Before actually getting to Tonga, our plane stopped in Samoa, or as I came to know it, Land Where the Little White Maiden Has Hair Bigger than Banyan Tree. Based off the presence of my morning breath and bed-head hairstyle, I determined that it was just before sunrise when we got there. Once the sun rose, which, that close to the equator is surprisingly fast, I got a good look at myself and my traveling companions. I was really grateful we weren't going to be greeted in Tonga like the Beckhams at LAX because we were not looking very posh. My clothes, which seemed very LA sloppy-chic when I left home that morning, were now coated with crumbs, juice, and the kind of wrinkles that can only be created by contortionist-style sleeping positions necessary for spending 12 hours in coach. But no matter. We didn't know anyone there anyway, and in just an hour we were back on the plane headed to Nukalofa.

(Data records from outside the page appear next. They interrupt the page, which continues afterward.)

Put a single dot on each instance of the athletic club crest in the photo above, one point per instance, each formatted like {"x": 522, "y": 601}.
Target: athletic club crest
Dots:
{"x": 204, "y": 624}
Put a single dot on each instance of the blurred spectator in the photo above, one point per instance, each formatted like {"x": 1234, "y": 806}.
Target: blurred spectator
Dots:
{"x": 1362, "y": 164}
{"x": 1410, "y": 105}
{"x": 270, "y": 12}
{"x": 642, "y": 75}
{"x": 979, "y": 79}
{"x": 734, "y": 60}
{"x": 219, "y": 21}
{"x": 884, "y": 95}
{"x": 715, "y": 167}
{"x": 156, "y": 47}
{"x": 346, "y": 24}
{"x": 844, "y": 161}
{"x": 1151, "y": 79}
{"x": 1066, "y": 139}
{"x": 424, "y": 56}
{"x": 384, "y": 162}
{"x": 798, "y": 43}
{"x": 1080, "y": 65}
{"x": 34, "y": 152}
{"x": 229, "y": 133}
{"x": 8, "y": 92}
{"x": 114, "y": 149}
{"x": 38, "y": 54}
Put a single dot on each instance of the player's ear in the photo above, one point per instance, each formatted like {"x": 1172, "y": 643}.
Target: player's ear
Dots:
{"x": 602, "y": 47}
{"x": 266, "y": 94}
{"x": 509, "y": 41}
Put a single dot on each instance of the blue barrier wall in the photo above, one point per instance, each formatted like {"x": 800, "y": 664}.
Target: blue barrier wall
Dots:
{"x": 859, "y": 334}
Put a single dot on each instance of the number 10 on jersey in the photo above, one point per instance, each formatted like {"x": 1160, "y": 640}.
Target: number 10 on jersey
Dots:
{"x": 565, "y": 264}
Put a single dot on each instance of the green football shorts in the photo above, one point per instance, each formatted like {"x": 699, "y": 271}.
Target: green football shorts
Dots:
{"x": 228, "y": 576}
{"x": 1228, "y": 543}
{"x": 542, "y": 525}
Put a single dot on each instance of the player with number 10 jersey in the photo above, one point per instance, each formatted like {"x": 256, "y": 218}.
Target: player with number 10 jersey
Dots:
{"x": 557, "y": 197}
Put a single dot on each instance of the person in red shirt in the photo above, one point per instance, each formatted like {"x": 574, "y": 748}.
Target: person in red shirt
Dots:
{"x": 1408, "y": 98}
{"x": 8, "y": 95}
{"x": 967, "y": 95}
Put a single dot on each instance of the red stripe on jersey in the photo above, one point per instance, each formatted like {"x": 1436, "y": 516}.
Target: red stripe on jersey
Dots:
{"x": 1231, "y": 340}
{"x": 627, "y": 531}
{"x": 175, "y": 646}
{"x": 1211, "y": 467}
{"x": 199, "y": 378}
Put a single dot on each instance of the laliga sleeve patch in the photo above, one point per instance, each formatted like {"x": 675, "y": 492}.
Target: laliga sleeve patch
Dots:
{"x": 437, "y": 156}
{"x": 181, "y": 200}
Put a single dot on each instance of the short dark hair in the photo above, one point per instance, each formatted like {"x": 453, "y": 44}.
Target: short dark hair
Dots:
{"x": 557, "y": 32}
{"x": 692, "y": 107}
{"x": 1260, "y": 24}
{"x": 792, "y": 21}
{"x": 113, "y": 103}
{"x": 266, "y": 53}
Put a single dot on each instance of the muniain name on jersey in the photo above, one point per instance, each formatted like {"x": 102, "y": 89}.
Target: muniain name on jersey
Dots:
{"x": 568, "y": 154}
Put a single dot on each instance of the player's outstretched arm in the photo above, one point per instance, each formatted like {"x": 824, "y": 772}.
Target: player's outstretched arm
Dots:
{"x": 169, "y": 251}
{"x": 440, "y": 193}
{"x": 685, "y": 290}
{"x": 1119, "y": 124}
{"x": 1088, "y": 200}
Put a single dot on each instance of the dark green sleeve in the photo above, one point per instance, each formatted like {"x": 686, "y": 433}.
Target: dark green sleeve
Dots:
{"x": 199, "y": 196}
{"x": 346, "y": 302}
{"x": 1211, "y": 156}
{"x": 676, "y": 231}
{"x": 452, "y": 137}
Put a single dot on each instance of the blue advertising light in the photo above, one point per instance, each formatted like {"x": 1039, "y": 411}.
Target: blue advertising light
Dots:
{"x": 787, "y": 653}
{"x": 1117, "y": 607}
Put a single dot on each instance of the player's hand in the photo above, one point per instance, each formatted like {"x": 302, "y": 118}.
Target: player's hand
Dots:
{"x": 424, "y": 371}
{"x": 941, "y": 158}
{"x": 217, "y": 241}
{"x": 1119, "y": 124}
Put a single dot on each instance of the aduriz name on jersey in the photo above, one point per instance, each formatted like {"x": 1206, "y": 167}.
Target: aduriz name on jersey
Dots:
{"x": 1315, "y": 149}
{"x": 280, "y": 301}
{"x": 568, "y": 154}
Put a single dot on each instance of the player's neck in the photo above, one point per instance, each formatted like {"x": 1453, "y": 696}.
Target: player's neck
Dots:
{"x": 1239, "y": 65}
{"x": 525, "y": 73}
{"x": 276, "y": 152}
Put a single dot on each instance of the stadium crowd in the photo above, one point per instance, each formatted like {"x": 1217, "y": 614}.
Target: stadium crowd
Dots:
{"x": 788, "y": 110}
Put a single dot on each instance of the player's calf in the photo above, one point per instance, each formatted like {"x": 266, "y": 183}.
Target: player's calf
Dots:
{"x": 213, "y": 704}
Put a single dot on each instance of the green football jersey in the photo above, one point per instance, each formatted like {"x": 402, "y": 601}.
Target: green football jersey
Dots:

Once we landed in Tonga's capital city, the first person I saw was dressed much sloppier than a paparazzo (which, if you've ever lived in LA's Westside, you know that is really saying something). He didn't have a camera in hand, thank God, but he did have two straw-impaled coconuts. And he certainly didn't seem to have any concern about appearances. At first glance, I thought he must have joined a cult...and it sure was nice of him to consider that his visitors would need some rum to ease their shock upon realizing what had happened to their open-minded friend...but then I realized his long hair and beard and dark conservative clothing were the results of living in Tonga for much too long. I'd say he had probably been there for about 6 months - with the Peace Corps, no doubt - and upon speaking with him for a moment I discovered he was, in fact, there with the Peace Corps and employed as a prison guard. He was wearing flip-flops and a long, dark, flowy skirt. That kind of outfit wouldn't go over well at any prison back in America. But the Tongan cultural aesthetic is different, which brings me back to my original point.
The process of getting somewhere to photograph beautiful sights is not always a pretty picture.